FIG. 1 shows in schematic form a system 100 with a motor vehicle 102, a server 104 in a backend for the vehicle 102, and a mobile device 106 of a user 108, who can be an owner (“owner” according to CCC) or driver of the vehicle 102, i.e., a digital vehicle key 110 for the vehicle 102 is stored on the mobile device 106. The system 100 further comprises a mobile device 112 of a user 114 to whom a derived vehicle key 116 for the vehicle 102 is to be assigned (‘friend’). A backend for the mobile device 110 is shown in the form of a server 118.

In the following, the reference symbol “104” is used both to generally designate a backend 104 or the backend 104 for the vehicle 102, and to specifically designate the server 104, which can be operated by a manufacturer of the vehicle 102. The server 104 may also be a plurality of interconnected servers, e.g., separate servers for a key management service, a technical key management service, etc.

In the same way the reference sign “118” is hereinafter used to refer to generally one or the backend 118 for the mobile device 112 as well as used to refer to the backend 118 for the mobile device 112 as well as used to refer specifically to the server 118. The server 118 can be operated by a manufacturer of the mobile device 112.
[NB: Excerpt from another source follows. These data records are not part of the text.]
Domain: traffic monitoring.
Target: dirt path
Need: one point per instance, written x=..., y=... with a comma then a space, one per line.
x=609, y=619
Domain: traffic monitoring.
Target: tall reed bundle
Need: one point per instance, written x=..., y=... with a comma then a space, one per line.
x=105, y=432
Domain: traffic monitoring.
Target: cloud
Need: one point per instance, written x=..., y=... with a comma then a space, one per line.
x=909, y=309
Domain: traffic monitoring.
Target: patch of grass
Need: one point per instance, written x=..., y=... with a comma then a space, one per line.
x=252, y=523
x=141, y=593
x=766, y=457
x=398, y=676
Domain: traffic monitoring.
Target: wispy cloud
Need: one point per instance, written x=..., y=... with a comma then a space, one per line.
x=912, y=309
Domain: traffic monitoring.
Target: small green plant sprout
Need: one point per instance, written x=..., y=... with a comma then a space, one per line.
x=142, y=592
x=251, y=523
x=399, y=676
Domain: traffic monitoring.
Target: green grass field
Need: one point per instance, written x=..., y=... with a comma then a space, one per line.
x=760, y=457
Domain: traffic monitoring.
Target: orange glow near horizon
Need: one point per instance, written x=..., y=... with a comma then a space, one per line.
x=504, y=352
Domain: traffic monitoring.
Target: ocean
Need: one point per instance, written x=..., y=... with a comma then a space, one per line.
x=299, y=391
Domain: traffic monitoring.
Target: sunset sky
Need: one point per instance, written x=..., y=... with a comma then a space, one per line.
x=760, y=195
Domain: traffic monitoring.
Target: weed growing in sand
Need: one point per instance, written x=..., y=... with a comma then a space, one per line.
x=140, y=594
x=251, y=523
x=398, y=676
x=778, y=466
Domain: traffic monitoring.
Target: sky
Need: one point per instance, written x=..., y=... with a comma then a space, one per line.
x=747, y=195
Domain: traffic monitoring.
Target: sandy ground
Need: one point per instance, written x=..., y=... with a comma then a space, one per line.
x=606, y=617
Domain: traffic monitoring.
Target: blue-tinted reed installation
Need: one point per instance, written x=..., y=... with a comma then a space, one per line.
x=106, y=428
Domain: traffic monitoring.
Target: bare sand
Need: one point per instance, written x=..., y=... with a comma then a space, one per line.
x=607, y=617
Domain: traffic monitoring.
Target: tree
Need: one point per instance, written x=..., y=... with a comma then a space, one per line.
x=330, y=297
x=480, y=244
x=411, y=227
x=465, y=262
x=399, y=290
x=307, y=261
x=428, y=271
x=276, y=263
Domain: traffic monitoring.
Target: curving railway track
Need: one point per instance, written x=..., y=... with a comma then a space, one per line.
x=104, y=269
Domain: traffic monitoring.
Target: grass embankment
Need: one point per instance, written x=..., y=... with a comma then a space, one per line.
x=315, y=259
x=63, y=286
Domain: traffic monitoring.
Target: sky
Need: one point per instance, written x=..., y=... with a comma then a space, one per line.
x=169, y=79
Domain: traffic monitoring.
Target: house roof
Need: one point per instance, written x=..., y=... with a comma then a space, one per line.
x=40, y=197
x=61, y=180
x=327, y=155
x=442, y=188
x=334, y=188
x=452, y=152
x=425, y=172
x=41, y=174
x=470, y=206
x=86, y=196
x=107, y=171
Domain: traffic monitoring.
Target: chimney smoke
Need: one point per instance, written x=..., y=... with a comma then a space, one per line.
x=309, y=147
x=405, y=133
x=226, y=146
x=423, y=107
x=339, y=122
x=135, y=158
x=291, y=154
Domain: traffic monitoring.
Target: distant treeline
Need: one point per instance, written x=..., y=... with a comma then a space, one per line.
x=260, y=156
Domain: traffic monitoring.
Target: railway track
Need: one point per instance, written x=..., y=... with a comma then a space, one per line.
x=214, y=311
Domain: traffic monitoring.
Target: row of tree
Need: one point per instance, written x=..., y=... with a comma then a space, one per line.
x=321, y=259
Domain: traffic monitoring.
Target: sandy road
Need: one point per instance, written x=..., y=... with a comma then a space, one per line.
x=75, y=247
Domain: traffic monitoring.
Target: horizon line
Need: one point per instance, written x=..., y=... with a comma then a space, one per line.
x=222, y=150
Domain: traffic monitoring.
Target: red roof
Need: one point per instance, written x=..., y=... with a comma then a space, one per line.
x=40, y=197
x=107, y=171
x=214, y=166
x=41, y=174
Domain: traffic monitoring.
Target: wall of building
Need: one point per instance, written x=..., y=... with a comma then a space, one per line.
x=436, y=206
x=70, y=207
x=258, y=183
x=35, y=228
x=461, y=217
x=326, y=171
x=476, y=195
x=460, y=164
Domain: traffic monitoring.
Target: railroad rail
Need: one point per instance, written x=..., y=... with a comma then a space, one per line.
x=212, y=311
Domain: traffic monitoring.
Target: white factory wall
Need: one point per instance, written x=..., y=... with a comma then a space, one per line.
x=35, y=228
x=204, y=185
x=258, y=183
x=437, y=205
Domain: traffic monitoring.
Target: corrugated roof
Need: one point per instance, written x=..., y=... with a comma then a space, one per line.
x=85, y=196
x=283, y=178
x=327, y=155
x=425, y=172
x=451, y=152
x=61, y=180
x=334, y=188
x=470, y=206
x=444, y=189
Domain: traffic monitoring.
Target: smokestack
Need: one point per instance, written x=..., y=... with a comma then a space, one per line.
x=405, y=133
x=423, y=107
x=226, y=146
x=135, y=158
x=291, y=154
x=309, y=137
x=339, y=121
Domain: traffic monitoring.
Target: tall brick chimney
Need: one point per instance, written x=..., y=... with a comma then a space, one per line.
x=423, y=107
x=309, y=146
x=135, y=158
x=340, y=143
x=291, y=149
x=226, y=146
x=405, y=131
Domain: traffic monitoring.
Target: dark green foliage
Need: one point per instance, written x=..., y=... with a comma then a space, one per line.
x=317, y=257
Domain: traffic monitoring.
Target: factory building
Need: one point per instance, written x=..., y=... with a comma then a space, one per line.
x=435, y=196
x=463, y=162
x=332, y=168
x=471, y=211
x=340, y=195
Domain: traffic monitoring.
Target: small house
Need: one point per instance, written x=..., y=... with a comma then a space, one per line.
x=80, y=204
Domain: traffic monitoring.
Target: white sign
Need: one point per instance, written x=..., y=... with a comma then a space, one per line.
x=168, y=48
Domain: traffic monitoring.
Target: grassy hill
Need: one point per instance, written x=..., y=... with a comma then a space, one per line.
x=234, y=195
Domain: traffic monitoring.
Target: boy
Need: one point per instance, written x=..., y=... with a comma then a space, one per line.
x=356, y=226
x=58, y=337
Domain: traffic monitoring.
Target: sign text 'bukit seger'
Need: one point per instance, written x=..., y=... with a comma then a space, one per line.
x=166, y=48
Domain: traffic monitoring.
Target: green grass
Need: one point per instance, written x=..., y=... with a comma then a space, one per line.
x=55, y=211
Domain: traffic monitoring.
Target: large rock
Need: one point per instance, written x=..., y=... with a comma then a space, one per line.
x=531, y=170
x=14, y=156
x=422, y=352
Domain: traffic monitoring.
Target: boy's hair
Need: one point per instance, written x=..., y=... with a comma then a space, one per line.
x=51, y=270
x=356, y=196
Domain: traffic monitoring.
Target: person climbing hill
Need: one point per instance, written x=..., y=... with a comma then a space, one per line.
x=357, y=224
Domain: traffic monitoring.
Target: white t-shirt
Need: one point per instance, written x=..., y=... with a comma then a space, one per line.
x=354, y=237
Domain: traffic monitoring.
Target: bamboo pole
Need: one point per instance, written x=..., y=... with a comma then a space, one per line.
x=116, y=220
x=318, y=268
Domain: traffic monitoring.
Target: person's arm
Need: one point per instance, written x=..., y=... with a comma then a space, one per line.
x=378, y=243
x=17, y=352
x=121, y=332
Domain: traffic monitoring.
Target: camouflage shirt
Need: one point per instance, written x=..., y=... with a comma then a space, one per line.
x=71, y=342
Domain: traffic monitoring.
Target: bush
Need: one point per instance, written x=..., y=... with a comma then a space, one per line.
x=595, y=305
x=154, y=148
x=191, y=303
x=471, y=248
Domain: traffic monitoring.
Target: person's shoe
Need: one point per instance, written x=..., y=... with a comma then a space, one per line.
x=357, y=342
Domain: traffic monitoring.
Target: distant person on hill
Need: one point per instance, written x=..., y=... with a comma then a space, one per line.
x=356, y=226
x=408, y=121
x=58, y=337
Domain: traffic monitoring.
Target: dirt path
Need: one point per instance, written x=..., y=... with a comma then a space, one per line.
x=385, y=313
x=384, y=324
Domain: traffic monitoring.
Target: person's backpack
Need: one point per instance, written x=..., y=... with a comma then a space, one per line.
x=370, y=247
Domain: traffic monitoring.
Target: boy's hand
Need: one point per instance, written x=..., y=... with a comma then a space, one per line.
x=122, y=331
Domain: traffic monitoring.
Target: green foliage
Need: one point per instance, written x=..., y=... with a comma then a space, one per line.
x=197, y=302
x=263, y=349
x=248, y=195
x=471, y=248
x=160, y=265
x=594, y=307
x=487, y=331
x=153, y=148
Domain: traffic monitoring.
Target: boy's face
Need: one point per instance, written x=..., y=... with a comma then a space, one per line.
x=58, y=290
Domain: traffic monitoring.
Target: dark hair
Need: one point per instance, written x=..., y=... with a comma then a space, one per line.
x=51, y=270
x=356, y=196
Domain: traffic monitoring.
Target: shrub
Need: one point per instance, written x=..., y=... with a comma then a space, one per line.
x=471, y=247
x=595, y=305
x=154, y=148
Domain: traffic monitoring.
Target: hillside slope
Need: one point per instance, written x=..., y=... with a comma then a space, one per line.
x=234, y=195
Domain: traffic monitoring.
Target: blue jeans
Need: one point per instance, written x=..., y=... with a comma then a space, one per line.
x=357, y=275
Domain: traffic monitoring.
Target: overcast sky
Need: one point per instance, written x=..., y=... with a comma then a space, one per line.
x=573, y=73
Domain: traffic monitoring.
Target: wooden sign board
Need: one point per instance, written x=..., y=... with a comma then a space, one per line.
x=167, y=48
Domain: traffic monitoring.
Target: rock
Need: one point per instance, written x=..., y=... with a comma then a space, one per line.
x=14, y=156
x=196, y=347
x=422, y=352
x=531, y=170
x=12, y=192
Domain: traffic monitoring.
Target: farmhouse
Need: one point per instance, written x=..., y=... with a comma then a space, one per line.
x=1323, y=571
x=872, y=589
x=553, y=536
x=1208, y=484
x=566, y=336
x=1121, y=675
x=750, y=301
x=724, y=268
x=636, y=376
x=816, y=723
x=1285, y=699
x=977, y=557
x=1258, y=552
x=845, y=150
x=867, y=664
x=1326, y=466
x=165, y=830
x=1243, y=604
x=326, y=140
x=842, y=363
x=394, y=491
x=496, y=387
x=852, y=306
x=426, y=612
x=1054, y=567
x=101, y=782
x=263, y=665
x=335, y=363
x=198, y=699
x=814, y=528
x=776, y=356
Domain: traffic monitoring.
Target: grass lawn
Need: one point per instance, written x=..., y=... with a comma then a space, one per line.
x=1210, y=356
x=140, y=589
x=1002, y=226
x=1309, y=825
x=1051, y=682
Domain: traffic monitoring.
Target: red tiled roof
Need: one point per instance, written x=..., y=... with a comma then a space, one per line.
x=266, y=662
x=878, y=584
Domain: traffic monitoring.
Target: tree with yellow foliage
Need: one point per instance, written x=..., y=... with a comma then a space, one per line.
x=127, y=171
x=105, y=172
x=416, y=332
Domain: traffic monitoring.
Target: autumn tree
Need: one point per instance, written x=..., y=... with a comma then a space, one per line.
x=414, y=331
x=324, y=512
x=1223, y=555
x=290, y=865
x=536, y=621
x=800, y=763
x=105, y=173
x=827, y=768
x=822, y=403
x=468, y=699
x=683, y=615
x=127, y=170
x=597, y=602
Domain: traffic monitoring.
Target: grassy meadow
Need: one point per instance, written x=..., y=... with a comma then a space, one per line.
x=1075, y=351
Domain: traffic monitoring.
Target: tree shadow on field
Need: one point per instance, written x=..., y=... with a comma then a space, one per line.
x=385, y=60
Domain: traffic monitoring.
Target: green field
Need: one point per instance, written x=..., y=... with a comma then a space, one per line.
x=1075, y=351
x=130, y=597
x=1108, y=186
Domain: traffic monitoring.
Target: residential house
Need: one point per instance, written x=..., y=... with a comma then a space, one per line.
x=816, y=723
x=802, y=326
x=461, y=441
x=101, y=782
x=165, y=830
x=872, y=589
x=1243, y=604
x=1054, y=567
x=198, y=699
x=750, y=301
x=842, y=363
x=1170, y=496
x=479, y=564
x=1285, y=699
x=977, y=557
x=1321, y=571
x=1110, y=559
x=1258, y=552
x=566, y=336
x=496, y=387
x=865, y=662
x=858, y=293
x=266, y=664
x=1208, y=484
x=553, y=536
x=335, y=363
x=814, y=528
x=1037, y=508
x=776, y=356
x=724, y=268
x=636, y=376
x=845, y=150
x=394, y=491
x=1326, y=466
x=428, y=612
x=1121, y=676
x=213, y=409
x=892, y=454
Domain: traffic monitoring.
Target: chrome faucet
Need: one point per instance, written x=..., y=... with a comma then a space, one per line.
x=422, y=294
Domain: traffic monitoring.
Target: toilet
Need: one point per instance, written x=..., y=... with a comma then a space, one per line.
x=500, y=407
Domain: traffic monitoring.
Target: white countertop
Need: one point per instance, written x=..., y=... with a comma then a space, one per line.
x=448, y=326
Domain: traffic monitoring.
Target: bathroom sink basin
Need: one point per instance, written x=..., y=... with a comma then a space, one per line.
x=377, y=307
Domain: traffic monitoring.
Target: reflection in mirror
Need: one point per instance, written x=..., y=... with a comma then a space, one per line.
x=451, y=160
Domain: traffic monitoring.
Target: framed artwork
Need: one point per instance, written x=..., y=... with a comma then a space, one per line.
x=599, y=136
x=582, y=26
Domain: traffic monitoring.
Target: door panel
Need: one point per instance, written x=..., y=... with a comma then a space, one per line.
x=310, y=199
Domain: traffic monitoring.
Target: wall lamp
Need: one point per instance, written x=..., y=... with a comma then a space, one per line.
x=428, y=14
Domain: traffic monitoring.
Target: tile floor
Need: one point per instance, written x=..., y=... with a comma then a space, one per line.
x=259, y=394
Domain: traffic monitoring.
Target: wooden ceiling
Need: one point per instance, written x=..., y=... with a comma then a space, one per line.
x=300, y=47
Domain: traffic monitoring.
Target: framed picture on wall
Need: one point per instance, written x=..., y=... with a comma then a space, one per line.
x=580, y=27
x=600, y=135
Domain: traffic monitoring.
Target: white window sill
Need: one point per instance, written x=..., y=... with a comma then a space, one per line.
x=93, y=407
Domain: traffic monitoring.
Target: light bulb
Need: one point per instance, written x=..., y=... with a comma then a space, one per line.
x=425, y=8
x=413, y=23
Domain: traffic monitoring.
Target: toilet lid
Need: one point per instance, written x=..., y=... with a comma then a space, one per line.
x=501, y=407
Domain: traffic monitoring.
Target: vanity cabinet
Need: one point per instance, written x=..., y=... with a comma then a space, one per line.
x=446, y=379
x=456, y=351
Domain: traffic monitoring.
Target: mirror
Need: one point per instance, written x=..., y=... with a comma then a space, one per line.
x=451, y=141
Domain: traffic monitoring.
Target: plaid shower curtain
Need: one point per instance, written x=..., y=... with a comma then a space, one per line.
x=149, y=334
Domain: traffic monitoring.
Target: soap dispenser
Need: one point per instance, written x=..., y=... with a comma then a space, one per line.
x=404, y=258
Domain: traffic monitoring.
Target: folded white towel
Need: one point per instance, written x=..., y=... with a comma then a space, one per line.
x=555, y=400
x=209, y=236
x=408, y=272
For the purposes of the assignment procedure upstream of the keys 116 to be assigned, the mobile device 104 is referred to below for the sake of clarity as the sharing, issuing, or sending mobile device 104, and the mobile device 112 is referred to as the intended, accepting or receiving mobile device 112.

The mobile device 106 has at least one secured environment or a secured element (not indicated in FIG. 1), in which there can be an HSM (“Hardware Security Module”), TPM (Trusted Platform Module”), a “Secure Enclave”, a TEE (“Trusted Execution Environment”) and/or a secured element (“Secure Element”), etc. In such a secured environment, the electronic, cryptographic, or digital vehicle key 110 can be stored.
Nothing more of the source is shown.